Mai l’atrocità, la brutalità, l’orrore hanno avuto tanta pervasità. Mai un delitto aveva reso così evidenti la ‘colpa’ collettiva, delle istituzioni, della famiglia, della scuola. E poche volte tutto è diventato sconciamente televisivo, tra voyeurismo ed esibizionismo, come è avvenuto nel delitto della vicina Avetrana, nello stesso Salento della ricerca antropologica di Ernesto De Martino. Come allora, tutto è passato in Tv, dal momento del ritrovamento del corpo dell’adolescente scomparsa, alle scomposte, furibonde reazioni dei genitori del ‘fidanzatino’, messi al corrente, in diretta, del ritrovamento del corpo da un’inviata di ‘Chi l’ha visto’; agli insulti e ai tentativi di aggressione, incrociati, di genitori e parenti; all’accanirsi in atti distruttivi di un’automobile da parte dell’assassino, fino all’arresto e alla confessione. E, infine, al tentativo di linciaggio, davanti alla caserma, dove si erano radunati in tanti, spinti, come sempre avviene nelle folle che si radunano minacciose, da quella ‘funesta docilità’, per dirla col Manzoni, che induce taluni ad unirsi al manifestare ‘appassionato di molti’.
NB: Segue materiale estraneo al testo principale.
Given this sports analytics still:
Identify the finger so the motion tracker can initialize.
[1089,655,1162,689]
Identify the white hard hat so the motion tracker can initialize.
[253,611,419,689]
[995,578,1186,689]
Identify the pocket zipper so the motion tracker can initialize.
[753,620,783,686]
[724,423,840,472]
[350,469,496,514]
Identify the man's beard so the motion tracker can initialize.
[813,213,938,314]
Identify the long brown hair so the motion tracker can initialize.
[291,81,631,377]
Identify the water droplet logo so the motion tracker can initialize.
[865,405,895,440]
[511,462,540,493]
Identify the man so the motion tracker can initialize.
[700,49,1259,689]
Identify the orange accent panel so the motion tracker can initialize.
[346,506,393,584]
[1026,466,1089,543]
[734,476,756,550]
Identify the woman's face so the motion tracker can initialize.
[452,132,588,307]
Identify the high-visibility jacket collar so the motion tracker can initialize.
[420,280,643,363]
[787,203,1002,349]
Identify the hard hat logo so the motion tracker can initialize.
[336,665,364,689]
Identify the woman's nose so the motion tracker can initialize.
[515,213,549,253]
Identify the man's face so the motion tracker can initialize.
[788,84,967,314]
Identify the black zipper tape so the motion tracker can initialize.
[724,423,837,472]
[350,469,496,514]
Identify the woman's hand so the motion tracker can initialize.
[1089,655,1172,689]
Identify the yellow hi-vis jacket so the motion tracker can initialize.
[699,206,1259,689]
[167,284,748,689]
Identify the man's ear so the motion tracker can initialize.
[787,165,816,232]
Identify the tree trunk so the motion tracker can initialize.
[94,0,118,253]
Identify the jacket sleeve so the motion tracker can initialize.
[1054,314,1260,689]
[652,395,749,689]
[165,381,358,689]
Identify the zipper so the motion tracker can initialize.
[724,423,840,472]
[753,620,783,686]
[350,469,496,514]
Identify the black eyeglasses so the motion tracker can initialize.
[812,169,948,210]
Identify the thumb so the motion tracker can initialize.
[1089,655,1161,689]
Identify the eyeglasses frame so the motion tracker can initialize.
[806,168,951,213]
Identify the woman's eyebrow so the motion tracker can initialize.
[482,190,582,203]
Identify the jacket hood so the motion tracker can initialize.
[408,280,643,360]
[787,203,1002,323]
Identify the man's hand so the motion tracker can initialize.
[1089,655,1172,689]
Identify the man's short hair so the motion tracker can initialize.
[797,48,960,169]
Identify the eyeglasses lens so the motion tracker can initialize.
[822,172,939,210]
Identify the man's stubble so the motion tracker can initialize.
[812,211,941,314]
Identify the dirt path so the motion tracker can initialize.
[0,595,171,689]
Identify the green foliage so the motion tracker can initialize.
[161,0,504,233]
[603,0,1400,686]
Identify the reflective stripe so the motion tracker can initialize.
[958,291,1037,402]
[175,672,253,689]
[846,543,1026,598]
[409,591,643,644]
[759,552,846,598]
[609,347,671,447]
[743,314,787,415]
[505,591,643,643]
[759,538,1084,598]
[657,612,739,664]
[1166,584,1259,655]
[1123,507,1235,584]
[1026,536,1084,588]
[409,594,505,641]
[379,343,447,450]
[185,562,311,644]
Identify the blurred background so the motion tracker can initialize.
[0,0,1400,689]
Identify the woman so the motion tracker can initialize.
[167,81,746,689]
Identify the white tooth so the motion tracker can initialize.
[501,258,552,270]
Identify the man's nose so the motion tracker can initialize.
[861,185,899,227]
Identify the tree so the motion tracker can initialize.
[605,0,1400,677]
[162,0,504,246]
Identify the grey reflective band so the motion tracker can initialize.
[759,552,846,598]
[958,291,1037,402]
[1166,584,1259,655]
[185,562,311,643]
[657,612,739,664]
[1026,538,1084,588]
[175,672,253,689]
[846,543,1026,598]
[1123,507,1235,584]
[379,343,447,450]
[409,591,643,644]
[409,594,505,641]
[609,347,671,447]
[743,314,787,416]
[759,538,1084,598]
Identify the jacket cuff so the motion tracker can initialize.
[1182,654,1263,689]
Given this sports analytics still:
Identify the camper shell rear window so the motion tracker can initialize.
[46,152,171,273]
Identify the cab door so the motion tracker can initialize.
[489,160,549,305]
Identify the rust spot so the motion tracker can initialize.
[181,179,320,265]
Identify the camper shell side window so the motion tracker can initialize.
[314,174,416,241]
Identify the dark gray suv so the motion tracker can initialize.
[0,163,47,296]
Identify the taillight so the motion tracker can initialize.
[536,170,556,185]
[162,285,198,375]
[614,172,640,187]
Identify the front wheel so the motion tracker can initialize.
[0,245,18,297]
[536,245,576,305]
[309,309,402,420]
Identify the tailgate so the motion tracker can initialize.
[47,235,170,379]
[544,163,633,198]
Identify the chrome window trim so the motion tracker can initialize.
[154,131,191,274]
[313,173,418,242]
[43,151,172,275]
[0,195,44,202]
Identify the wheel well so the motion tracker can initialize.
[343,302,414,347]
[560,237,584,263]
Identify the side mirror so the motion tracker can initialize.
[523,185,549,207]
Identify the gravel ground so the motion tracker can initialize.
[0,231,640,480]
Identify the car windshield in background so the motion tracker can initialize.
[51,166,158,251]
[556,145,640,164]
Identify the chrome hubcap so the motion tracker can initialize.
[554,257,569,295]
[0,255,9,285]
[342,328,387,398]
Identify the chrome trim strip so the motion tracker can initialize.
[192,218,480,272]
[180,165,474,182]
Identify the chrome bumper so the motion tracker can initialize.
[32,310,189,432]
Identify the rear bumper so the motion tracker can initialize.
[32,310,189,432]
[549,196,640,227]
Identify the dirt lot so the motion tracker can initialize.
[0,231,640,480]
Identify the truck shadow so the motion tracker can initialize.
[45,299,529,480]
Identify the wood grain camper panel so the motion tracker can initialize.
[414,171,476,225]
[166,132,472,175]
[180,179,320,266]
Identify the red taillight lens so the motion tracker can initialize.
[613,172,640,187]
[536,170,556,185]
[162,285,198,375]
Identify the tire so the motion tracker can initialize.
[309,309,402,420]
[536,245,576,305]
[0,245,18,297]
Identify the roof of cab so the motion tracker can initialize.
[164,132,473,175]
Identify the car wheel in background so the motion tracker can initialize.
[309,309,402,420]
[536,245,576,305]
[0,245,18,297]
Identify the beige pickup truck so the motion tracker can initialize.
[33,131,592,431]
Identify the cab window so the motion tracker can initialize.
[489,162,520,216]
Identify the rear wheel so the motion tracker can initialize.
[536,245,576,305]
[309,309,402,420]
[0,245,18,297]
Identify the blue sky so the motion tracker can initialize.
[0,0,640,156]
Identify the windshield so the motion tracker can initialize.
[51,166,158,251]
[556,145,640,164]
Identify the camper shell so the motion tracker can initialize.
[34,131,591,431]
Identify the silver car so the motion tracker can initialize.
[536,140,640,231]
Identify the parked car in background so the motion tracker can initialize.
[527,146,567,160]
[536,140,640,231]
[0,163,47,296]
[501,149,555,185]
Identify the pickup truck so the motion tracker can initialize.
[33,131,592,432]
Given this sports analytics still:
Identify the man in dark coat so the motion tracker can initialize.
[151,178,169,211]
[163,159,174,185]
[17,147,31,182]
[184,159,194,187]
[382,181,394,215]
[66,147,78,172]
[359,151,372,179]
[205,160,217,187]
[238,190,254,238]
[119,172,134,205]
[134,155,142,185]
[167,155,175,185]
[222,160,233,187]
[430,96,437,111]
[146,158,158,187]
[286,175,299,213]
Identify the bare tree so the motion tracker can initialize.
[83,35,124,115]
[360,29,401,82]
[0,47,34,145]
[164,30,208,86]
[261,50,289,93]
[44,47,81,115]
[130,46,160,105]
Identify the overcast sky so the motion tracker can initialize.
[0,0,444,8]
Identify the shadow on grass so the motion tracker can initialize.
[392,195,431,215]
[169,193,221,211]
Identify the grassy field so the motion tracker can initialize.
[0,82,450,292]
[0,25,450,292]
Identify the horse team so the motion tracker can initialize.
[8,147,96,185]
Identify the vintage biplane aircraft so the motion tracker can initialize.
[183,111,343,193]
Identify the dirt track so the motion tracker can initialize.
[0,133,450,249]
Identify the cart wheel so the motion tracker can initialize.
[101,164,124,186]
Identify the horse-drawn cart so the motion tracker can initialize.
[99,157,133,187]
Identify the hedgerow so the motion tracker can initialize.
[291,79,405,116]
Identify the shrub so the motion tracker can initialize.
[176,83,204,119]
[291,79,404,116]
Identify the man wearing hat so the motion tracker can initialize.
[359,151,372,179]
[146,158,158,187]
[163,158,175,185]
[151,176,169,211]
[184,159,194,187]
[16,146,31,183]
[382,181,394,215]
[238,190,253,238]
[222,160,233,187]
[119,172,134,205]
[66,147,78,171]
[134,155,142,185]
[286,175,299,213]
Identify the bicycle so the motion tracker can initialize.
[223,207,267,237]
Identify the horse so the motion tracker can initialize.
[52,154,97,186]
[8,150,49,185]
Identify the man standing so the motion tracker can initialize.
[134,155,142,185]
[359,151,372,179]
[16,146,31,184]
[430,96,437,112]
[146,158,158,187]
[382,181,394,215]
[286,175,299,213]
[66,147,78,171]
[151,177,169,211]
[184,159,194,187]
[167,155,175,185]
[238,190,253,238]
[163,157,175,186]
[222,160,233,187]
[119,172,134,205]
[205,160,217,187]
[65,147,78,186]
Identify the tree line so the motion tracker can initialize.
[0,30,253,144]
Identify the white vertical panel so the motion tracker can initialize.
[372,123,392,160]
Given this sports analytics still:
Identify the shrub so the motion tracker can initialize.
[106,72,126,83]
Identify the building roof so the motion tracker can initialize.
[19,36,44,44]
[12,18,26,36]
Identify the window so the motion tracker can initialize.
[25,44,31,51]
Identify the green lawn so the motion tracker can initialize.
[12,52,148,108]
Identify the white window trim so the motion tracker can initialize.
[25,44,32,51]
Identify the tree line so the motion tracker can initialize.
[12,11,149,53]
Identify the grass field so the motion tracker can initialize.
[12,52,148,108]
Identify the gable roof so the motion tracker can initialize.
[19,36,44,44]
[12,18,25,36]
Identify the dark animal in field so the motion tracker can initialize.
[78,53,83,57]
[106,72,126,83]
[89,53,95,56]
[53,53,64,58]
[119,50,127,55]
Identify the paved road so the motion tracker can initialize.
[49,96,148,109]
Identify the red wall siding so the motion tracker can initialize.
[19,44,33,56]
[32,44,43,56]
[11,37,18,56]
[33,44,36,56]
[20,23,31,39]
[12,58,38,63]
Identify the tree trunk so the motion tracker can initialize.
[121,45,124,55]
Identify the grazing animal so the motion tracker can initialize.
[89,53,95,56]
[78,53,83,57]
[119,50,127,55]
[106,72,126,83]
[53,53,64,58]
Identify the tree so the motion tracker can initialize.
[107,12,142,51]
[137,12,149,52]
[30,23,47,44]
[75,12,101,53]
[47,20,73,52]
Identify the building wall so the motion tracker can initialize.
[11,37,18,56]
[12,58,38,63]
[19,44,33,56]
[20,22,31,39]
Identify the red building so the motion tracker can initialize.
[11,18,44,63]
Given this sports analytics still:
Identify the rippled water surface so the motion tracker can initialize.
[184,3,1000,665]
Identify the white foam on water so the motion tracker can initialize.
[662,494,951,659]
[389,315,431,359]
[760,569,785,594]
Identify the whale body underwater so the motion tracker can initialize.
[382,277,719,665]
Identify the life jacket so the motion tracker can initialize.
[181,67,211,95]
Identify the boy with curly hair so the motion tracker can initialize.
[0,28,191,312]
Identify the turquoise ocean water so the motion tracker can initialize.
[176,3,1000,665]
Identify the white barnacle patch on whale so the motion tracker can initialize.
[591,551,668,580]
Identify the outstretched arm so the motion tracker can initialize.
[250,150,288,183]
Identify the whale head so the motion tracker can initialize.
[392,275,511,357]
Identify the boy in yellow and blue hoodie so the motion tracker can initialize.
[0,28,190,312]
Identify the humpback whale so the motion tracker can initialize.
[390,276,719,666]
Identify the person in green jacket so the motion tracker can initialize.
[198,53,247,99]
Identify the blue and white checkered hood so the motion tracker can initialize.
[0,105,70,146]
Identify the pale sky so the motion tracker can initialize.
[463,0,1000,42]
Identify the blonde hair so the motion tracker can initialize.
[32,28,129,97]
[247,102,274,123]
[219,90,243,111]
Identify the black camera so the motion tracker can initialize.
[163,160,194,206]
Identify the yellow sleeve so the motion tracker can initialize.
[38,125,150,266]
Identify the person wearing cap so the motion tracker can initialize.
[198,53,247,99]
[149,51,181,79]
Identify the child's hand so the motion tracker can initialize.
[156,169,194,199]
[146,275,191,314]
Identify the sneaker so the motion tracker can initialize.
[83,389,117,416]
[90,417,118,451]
Della morte annunciata di questa ragazza sentiremo parlare a lungo. Assisteremo a teleprocessi infiniti, ad accuse incrociate delle due famiglie, alla violazione della privacy e alla messa a nudo della vita di questi ‘Capuleti e Montecchi ‘ salentini, impegnati nella brutale lacerazione di uno dei due protagonisti, senza distinguere tra assassino e vittima. Ma, intanto, qualcuno dovrebbe cominciare a rispondere alle tante domande che aspettano risposta: chi avrebbe dovuto prendere provvedimenti, con urgenza, dopo le denunce alla Procura dei minori di Lecce e ai servizi sociali da parte della madre della ragazza, allarmata per i comportamenti di un ragazzo borderline che aveva avuto tre Tso ( rattamenti sanitari obbligatori) in un anno? Perché nessun provvedimento cautelare ha fatto seguito alle indagini? Perché non si è pensato neppure ad un semplice divieto di avvicinamento a Noemi per quel ragazzo violento, di cui tutti conoscevano l’aggressività e la prepotenza? Com’è che poteva circolare in macchina, a 17 anni, privo della patente di guida, senza che nessuno lo fermasse e lo sanzionasse? Questa storia ci dice, semmai ce ne fosse bisogno, che non servono gli ispettori mandati dal ministro della Giustizia quando tutto è finito. Quando il corpo senza vita di una ragazza si trova in un Istituto di Medicina legale e viene ‘interrogato’ dai medici che devono ricostruire, su quello che resta, la verità della morte e le possibili complicità. Occorre prevenire. Lavorare per impedire la smagliatura della rete famiglia - aggregazioni sociali - scuola; formare docenti preparati a spiegare la grammatica dei sentimenti e ad affrontare le fragilità degli adolescenti.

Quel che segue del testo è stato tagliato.